5:20 PM on Saturday night, looking for the correct size air filter at the local superstore. My phone dings and chirps, as I receive almost simultaneous email and twitter alerts; our production application can’t talk to it’s database. As a SaaS company, it rolls downhill. An unexpected outage with our application means an unexpected service outage for our customers. Time to head home and start troubleshooting.
5:45 PM. After logging into the service provider dashboard, I find that the database services tab is completely non-functional. Attempts to connect to the database from home also fails. Various other troubleshooting directions are followed and also meet in failure.
And then some scheduled jobs in our development and staging environments kick off and also report database timeouts. It’s getting increasingly unlikely that this is us, time to contact support.
6.45 PM. Calling support leaves me in a hold queue that is experiencing “longer than normal call volume”. Maybe this isn’t just me? I check the service status page and everything is green. Still waiting on hold. I check twitter and don’t see any mentions.
7:10 PM. Lets check the public forums…ah, there’s a few other people with this problem. I add my own personal story so we can help flesh out the picture of what’s going on.
7:15 PM. 30 minutes into the hold queue and I just got transferred to a ringing phone. After seeing the forum post, I suspect I’ll end up getting a canned “We know there’s a problem, we don’t know what it is or when it will be fixed, thank you for all your money” speech. So I’m a little surprised when after two minutes of ringing the phone simply goes dead.
By now I’ve added a few tweets to twitter with the appropriate tags, started looking at the SLA information for the service, and generally just continue to waste my evening in front of the computer instead of spending time with my wife and two year old.
And time passes.
8:10 PM. I’ve been refreshing the status dashboard every 10 minutes since I first opened it but this is the first change.
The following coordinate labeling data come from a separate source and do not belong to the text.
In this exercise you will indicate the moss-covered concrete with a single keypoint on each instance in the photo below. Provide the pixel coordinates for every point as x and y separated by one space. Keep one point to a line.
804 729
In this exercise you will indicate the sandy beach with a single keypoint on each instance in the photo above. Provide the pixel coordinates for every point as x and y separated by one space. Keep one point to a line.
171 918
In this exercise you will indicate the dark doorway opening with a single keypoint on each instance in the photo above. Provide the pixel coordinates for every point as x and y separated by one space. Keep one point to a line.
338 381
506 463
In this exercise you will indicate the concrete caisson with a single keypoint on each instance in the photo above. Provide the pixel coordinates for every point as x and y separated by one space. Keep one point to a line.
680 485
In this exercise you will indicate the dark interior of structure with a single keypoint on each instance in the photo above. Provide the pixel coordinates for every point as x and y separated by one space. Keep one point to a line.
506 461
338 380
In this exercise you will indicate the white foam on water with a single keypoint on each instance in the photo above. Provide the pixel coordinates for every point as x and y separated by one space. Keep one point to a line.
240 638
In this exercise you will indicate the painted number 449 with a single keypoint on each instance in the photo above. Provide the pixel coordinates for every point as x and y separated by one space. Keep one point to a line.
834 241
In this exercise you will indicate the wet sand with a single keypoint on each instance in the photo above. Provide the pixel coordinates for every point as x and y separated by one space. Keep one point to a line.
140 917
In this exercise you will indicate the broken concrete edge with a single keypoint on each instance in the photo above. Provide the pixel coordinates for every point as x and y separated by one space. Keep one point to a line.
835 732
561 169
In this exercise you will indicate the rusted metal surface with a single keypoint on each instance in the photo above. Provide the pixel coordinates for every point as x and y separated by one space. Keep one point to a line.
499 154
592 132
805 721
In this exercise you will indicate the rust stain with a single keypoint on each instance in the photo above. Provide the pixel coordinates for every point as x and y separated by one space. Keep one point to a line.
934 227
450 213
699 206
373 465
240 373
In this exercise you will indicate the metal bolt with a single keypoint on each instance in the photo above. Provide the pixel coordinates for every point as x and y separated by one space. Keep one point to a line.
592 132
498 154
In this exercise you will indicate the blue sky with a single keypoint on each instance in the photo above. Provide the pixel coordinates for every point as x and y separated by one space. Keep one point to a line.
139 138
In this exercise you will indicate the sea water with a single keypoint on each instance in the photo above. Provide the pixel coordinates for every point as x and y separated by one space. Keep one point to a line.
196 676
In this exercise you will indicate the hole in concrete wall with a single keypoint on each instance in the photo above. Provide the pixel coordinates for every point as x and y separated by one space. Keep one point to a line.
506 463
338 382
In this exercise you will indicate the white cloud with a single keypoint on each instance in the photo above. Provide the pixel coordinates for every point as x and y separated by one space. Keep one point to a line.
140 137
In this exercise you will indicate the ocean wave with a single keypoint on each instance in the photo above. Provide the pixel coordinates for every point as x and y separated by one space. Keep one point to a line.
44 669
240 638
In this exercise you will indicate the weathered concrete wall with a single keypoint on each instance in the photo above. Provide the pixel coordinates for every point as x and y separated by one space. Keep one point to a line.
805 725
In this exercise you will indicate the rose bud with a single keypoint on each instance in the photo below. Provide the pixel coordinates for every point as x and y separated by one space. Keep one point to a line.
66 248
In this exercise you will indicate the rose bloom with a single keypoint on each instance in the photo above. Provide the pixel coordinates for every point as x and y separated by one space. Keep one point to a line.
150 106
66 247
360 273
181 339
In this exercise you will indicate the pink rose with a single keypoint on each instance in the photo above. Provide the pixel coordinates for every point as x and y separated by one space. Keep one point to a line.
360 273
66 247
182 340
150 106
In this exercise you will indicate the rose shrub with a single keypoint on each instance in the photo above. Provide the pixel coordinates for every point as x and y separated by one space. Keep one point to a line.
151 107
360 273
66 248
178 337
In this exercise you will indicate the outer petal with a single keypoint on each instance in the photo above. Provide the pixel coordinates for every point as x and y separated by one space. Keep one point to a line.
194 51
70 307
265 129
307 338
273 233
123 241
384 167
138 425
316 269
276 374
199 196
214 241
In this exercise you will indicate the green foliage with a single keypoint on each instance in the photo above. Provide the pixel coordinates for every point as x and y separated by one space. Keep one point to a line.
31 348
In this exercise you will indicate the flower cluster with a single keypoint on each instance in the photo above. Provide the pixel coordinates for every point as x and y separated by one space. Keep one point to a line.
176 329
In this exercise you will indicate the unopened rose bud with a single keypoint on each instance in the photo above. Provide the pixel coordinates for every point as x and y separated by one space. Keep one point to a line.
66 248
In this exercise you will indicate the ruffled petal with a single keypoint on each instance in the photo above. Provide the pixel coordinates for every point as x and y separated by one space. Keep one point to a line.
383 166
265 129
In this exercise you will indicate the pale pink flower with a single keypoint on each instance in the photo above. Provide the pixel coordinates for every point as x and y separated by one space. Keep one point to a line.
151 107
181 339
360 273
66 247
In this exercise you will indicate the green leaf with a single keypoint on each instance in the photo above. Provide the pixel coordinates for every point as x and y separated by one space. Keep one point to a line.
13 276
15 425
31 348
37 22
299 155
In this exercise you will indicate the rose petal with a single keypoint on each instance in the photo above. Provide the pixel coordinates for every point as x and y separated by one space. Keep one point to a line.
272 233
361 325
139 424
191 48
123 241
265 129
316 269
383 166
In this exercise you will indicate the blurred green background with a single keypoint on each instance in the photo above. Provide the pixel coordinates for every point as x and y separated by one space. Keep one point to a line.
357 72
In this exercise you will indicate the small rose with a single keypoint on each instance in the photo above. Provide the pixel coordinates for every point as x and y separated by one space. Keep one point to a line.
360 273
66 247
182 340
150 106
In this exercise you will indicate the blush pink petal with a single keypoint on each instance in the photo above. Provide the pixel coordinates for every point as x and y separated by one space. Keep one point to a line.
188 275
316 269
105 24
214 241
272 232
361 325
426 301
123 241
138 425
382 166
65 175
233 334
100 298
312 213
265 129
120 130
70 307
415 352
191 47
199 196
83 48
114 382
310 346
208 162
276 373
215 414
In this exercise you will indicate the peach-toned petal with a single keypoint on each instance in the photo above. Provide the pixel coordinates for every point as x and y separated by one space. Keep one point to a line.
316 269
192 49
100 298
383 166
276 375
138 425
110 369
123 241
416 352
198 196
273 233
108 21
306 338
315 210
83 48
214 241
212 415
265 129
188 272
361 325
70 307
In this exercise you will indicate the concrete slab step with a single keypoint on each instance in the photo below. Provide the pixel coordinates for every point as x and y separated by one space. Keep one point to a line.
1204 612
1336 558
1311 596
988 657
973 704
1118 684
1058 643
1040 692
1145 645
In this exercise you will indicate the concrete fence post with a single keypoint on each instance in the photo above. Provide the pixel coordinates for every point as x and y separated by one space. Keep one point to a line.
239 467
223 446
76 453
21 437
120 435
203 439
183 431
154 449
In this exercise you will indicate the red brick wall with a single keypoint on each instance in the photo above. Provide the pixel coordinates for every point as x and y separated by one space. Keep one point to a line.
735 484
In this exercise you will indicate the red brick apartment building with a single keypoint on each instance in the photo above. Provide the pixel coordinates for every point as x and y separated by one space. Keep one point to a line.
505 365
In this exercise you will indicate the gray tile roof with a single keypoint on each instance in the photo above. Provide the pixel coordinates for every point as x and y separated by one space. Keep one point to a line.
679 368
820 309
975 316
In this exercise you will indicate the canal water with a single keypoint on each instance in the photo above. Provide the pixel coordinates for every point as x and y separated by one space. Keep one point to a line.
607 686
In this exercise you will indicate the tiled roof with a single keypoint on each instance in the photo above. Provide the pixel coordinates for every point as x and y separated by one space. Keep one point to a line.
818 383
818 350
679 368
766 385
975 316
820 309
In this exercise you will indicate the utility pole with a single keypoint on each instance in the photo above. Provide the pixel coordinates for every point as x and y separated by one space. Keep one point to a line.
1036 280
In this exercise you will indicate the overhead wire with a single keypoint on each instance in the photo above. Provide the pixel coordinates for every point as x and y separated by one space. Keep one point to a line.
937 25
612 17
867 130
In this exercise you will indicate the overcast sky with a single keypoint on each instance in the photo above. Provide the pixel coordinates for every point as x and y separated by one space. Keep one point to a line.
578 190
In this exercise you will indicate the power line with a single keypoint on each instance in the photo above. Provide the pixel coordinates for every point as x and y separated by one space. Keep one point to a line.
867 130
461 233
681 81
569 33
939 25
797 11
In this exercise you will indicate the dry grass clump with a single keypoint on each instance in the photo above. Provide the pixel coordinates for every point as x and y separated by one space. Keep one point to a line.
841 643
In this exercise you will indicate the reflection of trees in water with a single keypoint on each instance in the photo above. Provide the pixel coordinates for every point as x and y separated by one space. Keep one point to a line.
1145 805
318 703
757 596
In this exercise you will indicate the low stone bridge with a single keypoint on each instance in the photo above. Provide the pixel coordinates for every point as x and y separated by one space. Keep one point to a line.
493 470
Red notifications show up, along with hourly messages going back in time to 5:11 PM. I add a note to the forum and a tweet for anyone else waiting for some word from our service provider. The messages are fairly generic and innocuous, admitting that some customers may experience outages with given services and regions. We apologize for the inconvenience.
We couldn’t be bothered to provide an update for 3 hours, but we apologize for the inconvenience.
Your business has been down for three hours and there was no official announcement you could point your customers to, but we apologize for the inconvenience.
Admit Your Service Outages?
I would bet we have all worked with companies or products that go to great pains not to announce bugs or outages to their end users. After all, admitting an outage means that the people that didn’t get affected will know about it too, and that looks bad.
Maybe we’re afraid of upsetting users that weren’t online at the time, of losing customers, of warning off potential users, of providing inside information to our competitors, or getting negative press.
Been There…
I once worked with a manager that screened each outage email, broadcasting only the ones that he felt were important enough to be forwarded, which tended to be none of them. Our service levels improved amazingly in the short term. Unfortunately since we weren’t keeping our users informed, each outage took longer to correct as we also fielded calls from end users thinking it was just a problem with their system. Which meant our mean time to fix outages went down and affected more people. Which meant that the overall public consensus of our service level got poorer, especially as people realized we were simply not reporting our outages anymore.
We lost credibility. Our service levels were reduced to levels we had worked years to raise them from. The trust our end users extended to us was heavily impacted.
Before that slow slide back into the mud, we had originally climbed out by being open about our outages. Every outage had been announced, often before we had a fix identified, with follow-ups when information was available. Users trusted us more because they could see us jumping on problems, hear us being honest and open with them, and see the problems getting taken care of. We didn’t have to tell them how much things were improving, they saw it.
But we stopped admitting our outages, and for a short time we looked even better. Then we looked far, far worse.
Pretending Doesn’t Make It So
Hiding bad news to protect your image is a short term loan with major long term costs. Your statistics are broken, so justifying and performing root cause analysis is that much harder. You are limited in what you can ask or discuss with your customers, because each one has to be treated as a potential leak. Your support services are put under a lot of strain and probably built with a higher focus on cost reduction than quality of service.
In short, all of the energy you are spending to look awesome is actually moving you further away and unlikely to be fooling your end users.
Back to Saturday Night
Saturday night, a well known service provider had an outage that shut down our business for 3 hours and 31 minutes.
For 3 hours we were in the dark and then, when an update was provided, it was backdated to look like we had been kept in the loop the whole time. Countless hours were wasted as we and many other customers tried troubleshooting a problem that wasn’t in our systems. The support center was overloaded (or just not responding). And at the end of the night a degree of credibility and trust was thrown away.
Someone had an opportunity to shine, and instead chose to make a bad situation that much worse.